(Reuters) - Southern California lawmakers have agreed to pay $1 million to the family of a 16-year-old girl who committed suicide by hanging herself in a juvenile hall facility in 2013, officials said on Friday.
The settlement follows several controversial in-custody deaths that have fueled protests across the country over systemic racism and police violence under the banner of Black Lives Matter over the past year.
The San Diego County Board of Supervisors voted unanimously to approve the settlement during a closed session on Tuesday to discuss the lawsuit filed by the family of Rosemary Summers, board spokeswoman Michele Clock said.
"Providing a safe environment for youth in custody is the highest priority for the Probation Department and their staff," Clock said in a statement.
"Accordingly, following Rosemary's death, Probation identified and made, and continues to make, safety improvements in order to prevent a tragedy like this from ever occurring again," she said.
Summers was taken to the Girls Rehabilitation Facility in San Diego in July 2013 for violating probation while attending a rally for Trayvon Martin, the black Florida teen whose death at the hands of a volunteer night watchman sparked protests around the United States.
Summers had attempted suicide numerous times by the age of 14, court records show, and during her detention she told jail staff she wanted to harm herself.
Her family's attorneys said jailers failed to follow department policies regarding suicide prevention, and she was found hanging in her cell on Sept. 23, 2013.
Family lawyer Gerald Singleton said Summers should never have been in juvenile hall in the first place.
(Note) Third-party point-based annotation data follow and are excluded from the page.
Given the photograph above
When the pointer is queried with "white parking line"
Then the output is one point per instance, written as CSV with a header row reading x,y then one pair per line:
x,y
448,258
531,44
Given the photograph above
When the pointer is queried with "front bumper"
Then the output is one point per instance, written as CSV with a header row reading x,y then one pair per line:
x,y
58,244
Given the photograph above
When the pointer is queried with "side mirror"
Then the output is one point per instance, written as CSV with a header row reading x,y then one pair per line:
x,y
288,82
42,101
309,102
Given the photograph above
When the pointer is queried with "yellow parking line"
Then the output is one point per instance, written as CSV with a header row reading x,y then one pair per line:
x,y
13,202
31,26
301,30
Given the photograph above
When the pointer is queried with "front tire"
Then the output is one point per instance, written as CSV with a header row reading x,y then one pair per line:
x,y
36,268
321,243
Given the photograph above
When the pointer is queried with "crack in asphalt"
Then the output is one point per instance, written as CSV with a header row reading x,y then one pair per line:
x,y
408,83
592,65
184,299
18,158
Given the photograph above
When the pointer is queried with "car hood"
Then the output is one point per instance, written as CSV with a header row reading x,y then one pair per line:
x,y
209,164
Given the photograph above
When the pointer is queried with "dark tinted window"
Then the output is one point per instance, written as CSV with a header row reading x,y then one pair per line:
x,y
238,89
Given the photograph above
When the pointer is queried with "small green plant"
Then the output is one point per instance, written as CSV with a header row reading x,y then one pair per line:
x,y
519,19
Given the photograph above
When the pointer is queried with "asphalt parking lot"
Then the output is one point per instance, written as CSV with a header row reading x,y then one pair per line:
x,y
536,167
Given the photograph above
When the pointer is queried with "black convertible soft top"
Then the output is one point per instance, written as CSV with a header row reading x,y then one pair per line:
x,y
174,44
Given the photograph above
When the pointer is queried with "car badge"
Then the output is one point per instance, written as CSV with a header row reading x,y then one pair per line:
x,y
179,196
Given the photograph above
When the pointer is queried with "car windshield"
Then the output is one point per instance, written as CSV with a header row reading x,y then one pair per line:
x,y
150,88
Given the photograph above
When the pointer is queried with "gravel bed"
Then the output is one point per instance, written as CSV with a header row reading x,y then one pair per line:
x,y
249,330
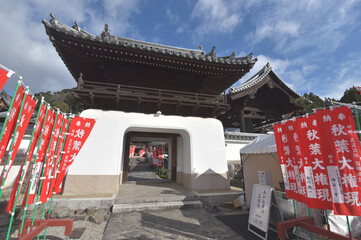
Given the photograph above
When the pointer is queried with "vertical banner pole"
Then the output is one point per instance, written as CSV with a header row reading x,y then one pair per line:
x,y
55,168
11,104
295,214
22,176
7,116
12,143
349,227
42,175
309,215
31,176
357,119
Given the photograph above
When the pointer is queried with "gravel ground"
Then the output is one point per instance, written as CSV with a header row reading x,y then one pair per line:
x,y
92,232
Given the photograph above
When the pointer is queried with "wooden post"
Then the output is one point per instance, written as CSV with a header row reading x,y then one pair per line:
x,y
174,158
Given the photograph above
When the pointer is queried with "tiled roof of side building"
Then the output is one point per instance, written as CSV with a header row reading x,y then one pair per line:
x,y
106,37
258,77
240,136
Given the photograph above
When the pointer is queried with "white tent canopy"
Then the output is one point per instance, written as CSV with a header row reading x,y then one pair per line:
x,y
262,144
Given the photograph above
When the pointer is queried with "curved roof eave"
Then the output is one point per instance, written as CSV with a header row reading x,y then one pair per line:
x,y
258,78
113,40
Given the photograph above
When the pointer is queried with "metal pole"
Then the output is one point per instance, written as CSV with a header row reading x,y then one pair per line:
x,y
309,215
6,166
53,168
22,177
34,163
295,215
42,175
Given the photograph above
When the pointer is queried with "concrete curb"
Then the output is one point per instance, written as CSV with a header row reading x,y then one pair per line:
x,y
155,206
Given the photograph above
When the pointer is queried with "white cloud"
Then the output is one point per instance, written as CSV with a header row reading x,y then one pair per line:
x,y
216,16
26,48
280,66
294,26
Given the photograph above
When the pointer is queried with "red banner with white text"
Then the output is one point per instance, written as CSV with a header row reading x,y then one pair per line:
x,y
45,184
5,74
22,124
331,153
41,153
57,158
27,159
79,131
11,121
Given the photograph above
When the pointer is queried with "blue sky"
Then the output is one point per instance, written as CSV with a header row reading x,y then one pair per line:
x,y
313,45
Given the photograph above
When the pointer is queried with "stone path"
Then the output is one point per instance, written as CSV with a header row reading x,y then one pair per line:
x,y
174,224
152,192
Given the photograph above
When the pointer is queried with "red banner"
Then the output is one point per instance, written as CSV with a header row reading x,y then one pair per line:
x,y
4,76
315,171
49,163
11,121
27,159
22,124
43,146
132,151
142,152
79,131
57,158
343,158
331,162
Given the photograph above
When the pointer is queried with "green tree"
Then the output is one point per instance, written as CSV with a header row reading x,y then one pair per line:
x,y
309,102
351,95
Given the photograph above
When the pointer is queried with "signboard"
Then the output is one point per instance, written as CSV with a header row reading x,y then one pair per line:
x,y
263,205
320,159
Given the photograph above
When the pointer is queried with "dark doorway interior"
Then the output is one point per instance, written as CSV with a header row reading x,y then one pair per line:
x,y
147,159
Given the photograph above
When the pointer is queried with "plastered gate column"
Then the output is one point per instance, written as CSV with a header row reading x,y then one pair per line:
x,y
97,170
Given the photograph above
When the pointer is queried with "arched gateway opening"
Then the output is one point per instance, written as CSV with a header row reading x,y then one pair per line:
x,y
137,167
198,159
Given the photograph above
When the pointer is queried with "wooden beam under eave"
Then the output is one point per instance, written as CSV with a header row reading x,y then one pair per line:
x,y
117,101
91,98
138,103
195,109
179,104
215,110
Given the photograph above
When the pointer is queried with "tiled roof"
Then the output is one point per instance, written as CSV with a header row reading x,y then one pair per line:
x,y
257,78
106,37
240,136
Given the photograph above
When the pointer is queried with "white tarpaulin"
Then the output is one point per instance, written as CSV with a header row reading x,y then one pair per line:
x,y
262,144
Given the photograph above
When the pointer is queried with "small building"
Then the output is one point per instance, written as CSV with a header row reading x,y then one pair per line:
x,y
261,100
139,89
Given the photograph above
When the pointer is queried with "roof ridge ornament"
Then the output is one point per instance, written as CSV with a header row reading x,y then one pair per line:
x,y
232,56
201,48
105,35
211,53
76,26
53,20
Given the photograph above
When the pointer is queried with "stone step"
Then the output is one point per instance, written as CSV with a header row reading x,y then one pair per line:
x,y
157,199
155,206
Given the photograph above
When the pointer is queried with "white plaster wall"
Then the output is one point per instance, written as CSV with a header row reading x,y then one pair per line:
x,y
201,141
167,141
232,150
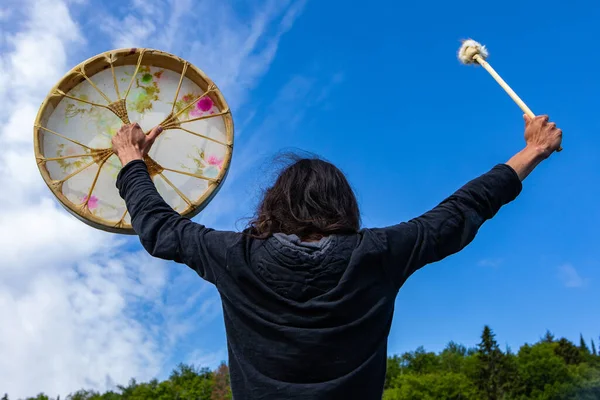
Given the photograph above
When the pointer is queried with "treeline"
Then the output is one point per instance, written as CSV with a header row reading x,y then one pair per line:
x,y
551,369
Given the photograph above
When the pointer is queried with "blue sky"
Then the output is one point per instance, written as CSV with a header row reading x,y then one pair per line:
x,y
409,125
375,88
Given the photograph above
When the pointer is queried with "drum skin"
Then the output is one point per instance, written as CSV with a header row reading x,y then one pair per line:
x,y
75,124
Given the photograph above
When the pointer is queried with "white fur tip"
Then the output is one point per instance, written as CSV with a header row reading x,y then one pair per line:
x,y
469,49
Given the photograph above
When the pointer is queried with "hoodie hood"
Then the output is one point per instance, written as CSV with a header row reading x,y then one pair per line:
x,y
300,271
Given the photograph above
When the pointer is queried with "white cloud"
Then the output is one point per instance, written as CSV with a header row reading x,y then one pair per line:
x,y
570,277
78,308
489,262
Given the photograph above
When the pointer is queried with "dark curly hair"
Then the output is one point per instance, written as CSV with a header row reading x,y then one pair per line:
x,y
310,198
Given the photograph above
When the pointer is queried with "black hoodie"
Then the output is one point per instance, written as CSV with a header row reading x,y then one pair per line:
x,y
311,320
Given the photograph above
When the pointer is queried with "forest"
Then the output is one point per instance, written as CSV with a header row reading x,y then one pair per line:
x,y
550,369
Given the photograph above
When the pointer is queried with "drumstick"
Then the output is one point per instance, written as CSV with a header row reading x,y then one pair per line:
x,y
472,52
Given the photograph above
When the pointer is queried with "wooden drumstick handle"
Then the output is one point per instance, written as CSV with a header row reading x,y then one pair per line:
x,y
505,86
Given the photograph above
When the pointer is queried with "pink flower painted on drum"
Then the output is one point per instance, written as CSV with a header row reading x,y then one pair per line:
x,y
71,151
204,104
92,202
212,160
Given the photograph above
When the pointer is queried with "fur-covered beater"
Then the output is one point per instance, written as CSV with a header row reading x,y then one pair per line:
x,y
469,49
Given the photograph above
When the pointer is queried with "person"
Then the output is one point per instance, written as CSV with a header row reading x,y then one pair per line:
x,y
307,293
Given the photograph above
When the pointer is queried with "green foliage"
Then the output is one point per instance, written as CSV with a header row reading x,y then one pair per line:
x,y
551,369
547,370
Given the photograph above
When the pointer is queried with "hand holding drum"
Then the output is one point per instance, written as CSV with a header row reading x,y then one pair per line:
x,y
472,52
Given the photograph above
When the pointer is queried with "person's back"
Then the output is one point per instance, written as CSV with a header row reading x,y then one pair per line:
x,y
308,296
310,320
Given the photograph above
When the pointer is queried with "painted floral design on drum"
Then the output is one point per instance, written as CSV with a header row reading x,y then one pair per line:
x,y
67,165
207,166
147,83
204,106
92,203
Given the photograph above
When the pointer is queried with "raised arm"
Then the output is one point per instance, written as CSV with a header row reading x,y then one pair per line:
x,y
162,231
453,224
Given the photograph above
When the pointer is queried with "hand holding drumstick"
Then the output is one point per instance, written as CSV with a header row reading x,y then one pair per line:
x,y
472,52
542,138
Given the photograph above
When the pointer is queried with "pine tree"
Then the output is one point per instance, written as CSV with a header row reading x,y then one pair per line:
x,y
548,337
221,386
582,345
490,365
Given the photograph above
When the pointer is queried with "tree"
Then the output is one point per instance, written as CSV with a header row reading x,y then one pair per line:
x,y
568,351
583,346
490,364
221,387
392,371
548,337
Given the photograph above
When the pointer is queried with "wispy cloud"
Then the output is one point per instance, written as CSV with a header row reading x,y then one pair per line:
x,y
79,309
570,277
489,262
273,127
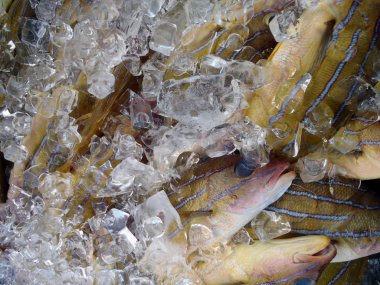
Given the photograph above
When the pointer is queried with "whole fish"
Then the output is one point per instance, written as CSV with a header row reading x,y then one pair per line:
x,y
210,196
271,262
311,92
227,202
338,209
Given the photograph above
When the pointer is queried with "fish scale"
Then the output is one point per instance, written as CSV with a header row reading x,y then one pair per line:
x,y
320,212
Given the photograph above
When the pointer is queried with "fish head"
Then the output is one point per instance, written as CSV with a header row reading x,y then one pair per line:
x,y
294,258
244,199
272,262
266,185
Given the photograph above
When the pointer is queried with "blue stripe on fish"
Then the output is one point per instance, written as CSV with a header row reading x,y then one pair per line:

He said her mother remains distraught.
"She was having difficulty because she felt like it was putting a monetary value on her daughter's life," Singleton said. "Unfortunately, she just broke down. She blames herself."
He added that the family was encouraged by changes the jail was making to prevent something similar from happening again.
Clock said Summers' suicide was the first by a juvenile in the county's custody in more than three decades.